In at least one case, the contractor denies that his project is a stimulus project. Eyak Technology, a Virginia communications firm owned by Alaska natives, received a $650,000 no-bid contract to work on a radio tower for U.S. Customs and Border Protection.

But when Customs drew up the contract it failed to include the stimulus provisions, and Eyak has refused to allow the agency to amend it. Customs spokesman Tara Dunlop said the agency is pursuing "all available legal avenues to ensure Eyak complies with the law and files the required reports."

Brad Elmquist, Eyak's vice president of operations, said his firm is complying with the law because there's nothing on the contract that says it's funded by the stimulus.

The stimulus contained no penalties for those who fail to file their reports. Devaney, the government's stimulus watchdog, has testified before Congress in support of establishing penalties, such as fines.

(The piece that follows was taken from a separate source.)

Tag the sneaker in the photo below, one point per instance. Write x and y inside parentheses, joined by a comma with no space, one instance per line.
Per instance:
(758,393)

In a December memorandum (PDF), OMB director Peter Orszag advised federal agencies to consider using existing administrative sanctions, including revoking funds from recipients who chronically fail to report.

OMB spokesman Tom Gavin said only one recipient had been penalized in that way so far.

That recipient, the child hunger group Share Our Strength, lost its $87,000 stimulus grant from Americorps to teach low-income families how to cook healthy meals on a budget.

Share Our Strength spokeswoman Margie Fleming Glennon said the group initially didn't realize there was a requirement and then encountered technical problems filing its second report because the charity's contractor registration number had expired.

Most Americorps workers whose positions were funded with stimulus money won't lose their jobs, said Eric Schweikert, the group's chief financial officer. Share Our Strength will find a spot for them on another federal grant project or pay their salaries with other funds until their current project ends.

"We really regret that we couldn't figure out the system fast enough," Schweikert said.

But not everyone flagged as a non-reporter was as gracious.

The Lebanon, Mo., police department was on the "losers" list for not reporting on a $1.2 million stimulus grant from the Justice Department to hire more officers. Jeff Merriman, a consultant who manages the grant, said the department filed a report with the department but not a required report for Recovery.gov.

"I'm not sure where the disconnect happened here, but if the Recovery Act board says we knew about it, I can tell you we did not," Merriman said. "Regardless, as grant recipients we should have known."

Even so, he called Devaney's comments "uncalled for and not reflective of the intent of those accused."